Words
It’s bound to happen….someone says something hurtful to you and the words cut like a knife. It may have been in your childhood, or quite possibly even a few days ago. Whether it be a sibling, spouse, parent or friend, just about all of us have encountered this sometime in our life.
This happened recently to me. I won’t go into all the details, but this is far from the first time this has occurred in my life. In the past, when this has happened, I’ve been able to forgive the person who wronged me and moved on. Granted, I may have forgiven the people, but that doesn’t mean their words don’t still replay in my mind.
I’m the type of person that takes things to heart. Yes, I have a sense of humor and can take jokes- I dish them out, so I can take them. However, when things are said about my character, or lack thereof, those are the things that get me thinking. Granted, the person who said them may have apologized (or sometimes they don’t), but I still think about the things that were said. That’s where I am right now….
The most recent hurtful remarks happened seven days ago. The things said have made me reevaluate some of the most important things in my life. If this happens over and over again, am I being a pushover if I continue to allow it to happen?
*sigh* Not going to lie, this is a tough place to be. You know I value your thoughts and opinions- please feel free to leave a comment.
Thanks for letting me spill and ask for advice. You guys are awesome. :)
You are so nice, I can’t imagine anyone saying something mean to you!
I think I am about ten years older than you. And ten years ago, I would have taken the stance to accept the apology and move on. But there are a lot of ways people are mean, and most of it is really passive so they don’t look like the bad guy but they really are. So if someone is willing to say something so mean that they hurt your spirit… that says more about their character than yours. And it is as mean as it gets too. I am not sure I would give that person any more of myself or my time. I know I wouldn’t be making them a card anytime soon!
I hope you can find peace in this matter.
Ohh my, Paulina..I didn’t realize “that” episode was this. I thought it was something smaller and about something else. I’m so sorry you are going through this!And here I was telling you about my situation with a sister yesterday…I feel kinda selfish now. I’ll e-mail you, we need to talk. How I wish we weren’t in the same sinking boat together.
Hopefully we can lift each other up and get past the hateful words spoken by others. {{HUG}} Hang in there sweetie.
Paulina.

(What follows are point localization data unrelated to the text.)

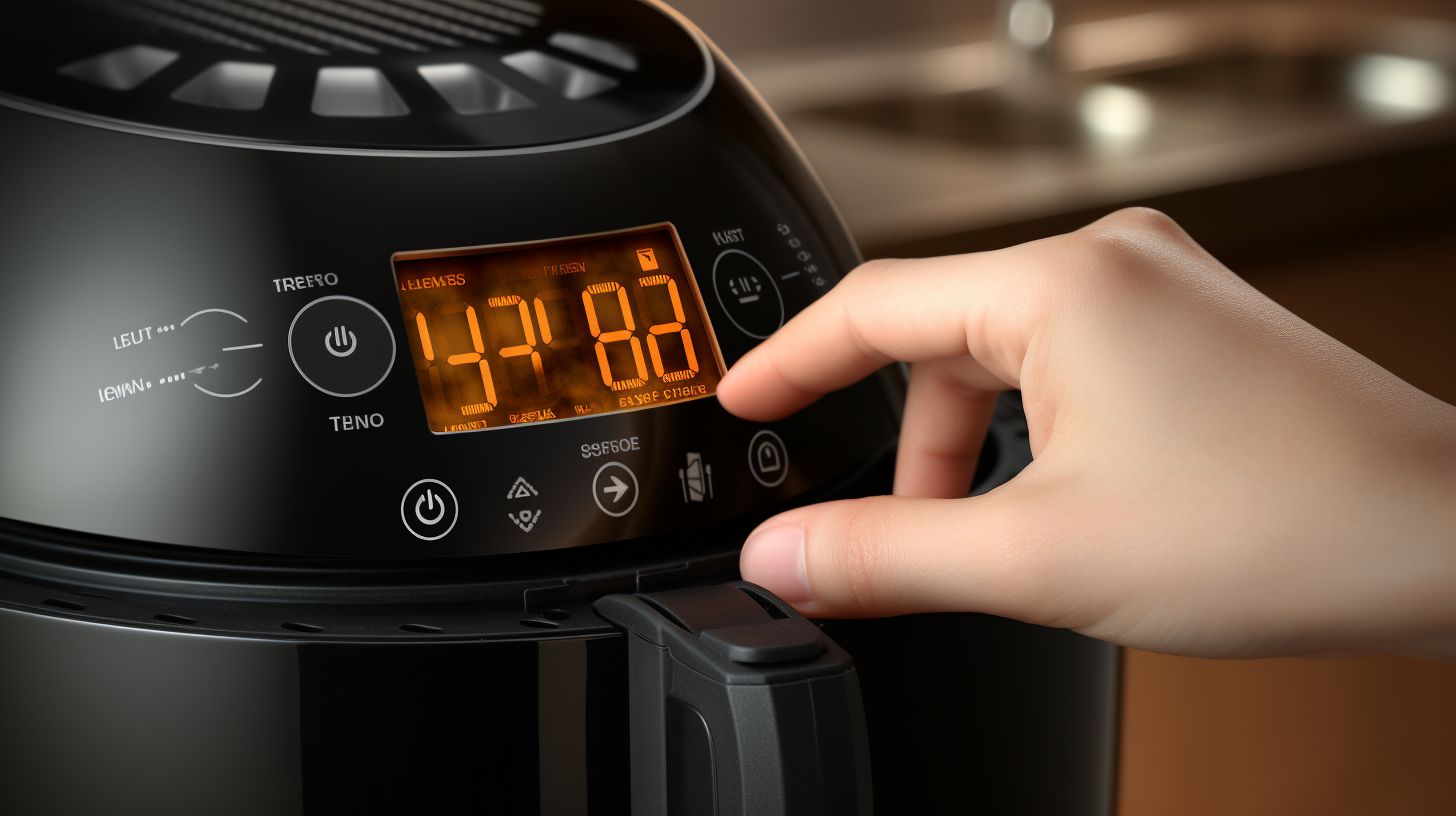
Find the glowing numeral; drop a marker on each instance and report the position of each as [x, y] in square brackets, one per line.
[475, 357]
[669, 328]
[603, 338]
[529, 347]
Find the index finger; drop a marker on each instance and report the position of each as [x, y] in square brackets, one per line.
[977, 306]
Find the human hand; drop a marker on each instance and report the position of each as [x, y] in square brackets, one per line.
[1212, 475]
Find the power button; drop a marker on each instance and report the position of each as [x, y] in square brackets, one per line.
[428, 509]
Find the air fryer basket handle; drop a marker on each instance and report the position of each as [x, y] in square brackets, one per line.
[740, 707]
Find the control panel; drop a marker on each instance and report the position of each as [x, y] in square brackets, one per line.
[460, 357]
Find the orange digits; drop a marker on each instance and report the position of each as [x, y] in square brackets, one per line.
[603, 338]
[669, 328]
[529, 347]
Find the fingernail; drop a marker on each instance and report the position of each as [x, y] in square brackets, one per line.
[773, 558]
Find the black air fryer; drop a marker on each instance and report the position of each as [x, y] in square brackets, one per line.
[358, 449]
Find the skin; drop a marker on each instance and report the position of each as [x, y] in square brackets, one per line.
[1212, 475]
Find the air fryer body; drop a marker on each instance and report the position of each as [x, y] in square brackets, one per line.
[211, 593]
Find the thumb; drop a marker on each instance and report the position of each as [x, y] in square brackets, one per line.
[891, 555]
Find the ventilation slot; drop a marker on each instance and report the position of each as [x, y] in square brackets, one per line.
[471, 91]
[123, 69]
[604, 51]
[421, 630]
[306, 628]
[355, 92]
[568, 79]
[233, 86]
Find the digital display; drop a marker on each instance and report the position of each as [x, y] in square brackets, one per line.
[555, 330]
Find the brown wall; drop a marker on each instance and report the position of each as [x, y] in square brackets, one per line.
[1328, 738]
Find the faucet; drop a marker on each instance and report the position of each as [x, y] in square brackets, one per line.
[1030, 53]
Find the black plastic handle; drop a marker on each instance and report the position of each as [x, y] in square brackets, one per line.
[740, 707]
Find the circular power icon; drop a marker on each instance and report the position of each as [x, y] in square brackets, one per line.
[428, 509]
[615, 488]
[341, 346]
[768, 459]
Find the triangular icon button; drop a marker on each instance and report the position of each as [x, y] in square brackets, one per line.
[521, 488]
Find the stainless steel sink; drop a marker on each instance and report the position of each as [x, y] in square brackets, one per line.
[923, 143]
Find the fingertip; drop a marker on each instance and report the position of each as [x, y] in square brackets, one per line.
[754, 391]
[773, 557]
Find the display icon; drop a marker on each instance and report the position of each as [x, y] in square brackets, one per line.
[698, 478]
[749, 293]
[746, 289]
[524, 519]
[768, 459]
[339, 341]
[521, 488]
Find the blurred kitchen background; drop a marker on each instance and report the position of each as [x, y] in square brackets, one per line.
[1311, 144]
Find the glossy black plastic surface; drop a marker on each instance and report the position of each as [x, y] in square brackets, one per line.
[740, 707]
[149, 280]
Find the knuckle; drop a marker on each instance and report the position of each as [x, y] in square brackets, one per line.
[856, 557]
[1126, 248]
[1142, 222]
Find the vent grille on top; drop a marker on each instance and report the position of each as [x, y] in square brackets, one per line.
[337, 26]
[358, 73]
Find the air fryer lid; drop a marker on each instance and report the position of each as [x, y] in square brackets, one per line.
[355, 73]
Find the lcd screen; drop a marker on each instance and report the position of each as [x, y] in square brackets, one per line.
[555, 330]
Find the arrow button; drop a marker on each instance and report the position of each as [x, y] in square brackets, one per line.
[615, 488]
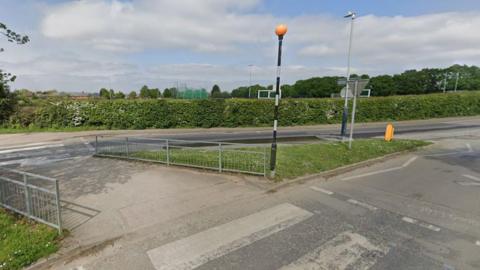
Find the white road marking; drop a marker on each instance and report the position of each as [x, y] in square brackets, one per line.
[410, 161]
[469, 147]
[371, 173]
[468, 184]
[87, 144]
[321, 190]
[362, 204]
[404, 165]
[197, 249]
[30, 148]
[471, 177]
[345, 251]
[421, 224]
[24, 145]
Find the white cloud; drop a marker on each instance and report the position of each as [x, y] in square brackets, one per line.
[435, 39]
[84, 45]
[211, 25]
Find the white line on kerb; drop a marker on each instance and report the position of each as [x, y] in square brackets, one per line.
[421, 224]
[408, 162]
[471, 177]
[371, 173]
[30, 148]
[321, 190]
[404, 165]
[362, 204]
[24, 145]
[469, 147]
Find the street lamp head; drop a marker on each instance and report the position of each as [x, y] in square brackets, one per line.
[351, 14]
[281, 30]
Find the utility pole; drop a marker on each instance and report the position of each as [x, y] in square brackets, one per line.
[281, 30]
[343, 132]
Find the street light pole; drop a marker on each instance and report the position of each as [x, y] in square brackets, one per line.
[250, 81]
[343, 132]
[281, 30]
[456, 81]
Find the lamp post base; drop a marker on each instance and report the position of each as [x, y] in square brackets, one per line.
[343, 131]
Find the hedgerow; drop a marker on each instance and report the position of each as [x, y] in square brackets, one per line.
[141, 114]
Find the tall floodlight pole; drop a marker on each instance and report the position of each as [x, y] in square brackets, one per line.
[281, 30]
[250, 81]
[456, 81]
[445, 84]
[343, 132]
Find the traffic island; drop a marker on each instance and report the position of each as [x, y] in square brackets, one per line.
[296, 161]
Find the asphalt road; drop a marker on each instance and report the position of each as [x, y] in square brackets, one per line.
[27, 154]
[417, 211]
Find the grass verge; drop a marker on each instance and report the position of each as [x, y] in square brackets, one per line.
[300, 160]
[292, 160]
[23, 242]
[4, 130]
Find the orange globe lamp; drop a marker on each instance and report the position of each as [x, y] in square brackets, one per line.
[281, 30]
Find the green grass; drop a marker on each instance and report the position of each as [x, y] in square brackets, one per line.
[4, 130]
[23, 242]
[300, 160]
[292, 160]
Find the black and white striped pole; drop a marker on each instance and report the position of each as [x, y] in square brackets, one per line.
[281, 30]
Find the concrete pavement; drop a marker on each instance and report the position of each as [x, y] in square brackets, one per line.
[239, 134]
[417, 211]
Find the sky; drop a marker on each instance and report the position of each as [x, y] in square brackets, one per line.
[84, 45]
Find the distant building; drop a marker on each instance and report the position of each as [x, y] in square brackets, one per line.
[190, 93]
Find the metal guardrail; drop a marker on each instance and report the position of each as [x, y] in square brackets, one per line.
[219, 156]
[34, 196]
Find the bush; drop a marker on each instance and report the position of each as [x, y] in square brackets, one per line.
[141, 114]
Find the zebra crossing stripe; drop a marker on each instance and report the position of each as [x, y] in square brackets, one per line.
[197, 249]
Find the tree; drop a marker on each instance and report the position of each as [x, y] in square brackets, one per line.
[155, 93]
[216, 92]
[119, 95]
[383, 85]
[167, 93]
[132, 95]
[8, 100]
[104, 93]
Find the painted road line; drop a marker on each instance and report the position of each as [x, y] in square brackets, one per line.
[197, 249]
[471, 177]
[404, 165]
[468, 184]
[321, 190]
[30, 148]
[469, 147]
[421, 224]
[87, 144]
[410, 161]
[345, 251]
[24, 145]
[371, 173]
[362, 204]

I love that you are REAL and share your life with us…good and bad. I am 61 years old and I am a Christian too. I learned something really wonderful at the age of 55 through a couple prayer warriers who were counseling me and praying for me. One of the ladies was 84 years old and when I looked at her it was as if I was looking into the eyes of Jesus. She told me that I needed to set boundaries for my “friends” that they were not “honoring” me or my friendship. She told me that I need not allow just anyone into my life even though they had been there for many years. She said to tell them that it’s not OK to stand me up for lunches (which occurred frequently) and to say hurtful things to me and that I felt I was being dishonored as a person and especially as a friend. We are not to be doormats and we are to expect our friends to honor that friendship and treat us with honor. I eventually (within a month) had to cut out 4 woman from my life who had been “friends’ for over 15 years. And you know what, I felt such a huge burden lift from me after I did that. I wasn’t angry with them and I wasn’t disappointed in them any longer because I knew I deserved to have better people in my life. As a result of me setting boundaries for people, I find myself now with WONDERFUL friends who don’t mistreat my open heart and friendly nature. I am careful who I call friend…I have many “aquaintances” but few “friends”. There’s a difference. I hope this helps you…sometimes making necessary decisions is tough but you can do it. You are sweet and kind with a good heart but also deserve to be treated with kindness and honor.
Sorry…I don’t know what I did to make my comment show up THREE times…LOL LOL
really good post.
totally agree with Erika… there are some people that need to know what is okay, and what is not. you know where i stand on this subject! :D
love you TONS.
I’ve had some instances like that, and when they keep repeating – me being hurt, I finally realized I must let it go (HARD to do) but those people are now dead to me. I cannot forgive or forget some things and these were nasty things. From people I’ve known/friended for years. Maybe it’s because I’m getting older and learning to cherish more the true friends. Although I don’t think of those instances often, they are still there hovering in the background. It’s very sad to lose what you thought was a long time friend over something like this. sniffle sniffle
I agree with all of the above – some very wise women! I’m not sure what the incident was, but I would be very certain to keep good boundaries and make sure that they were respected. It is amazing how stressful it can be to keep up an unhealthy relationship — I entirely agree that good boundaries or eliminating that stress will make you much happier and attract the kind of people who will really appreciate you! Good luck!!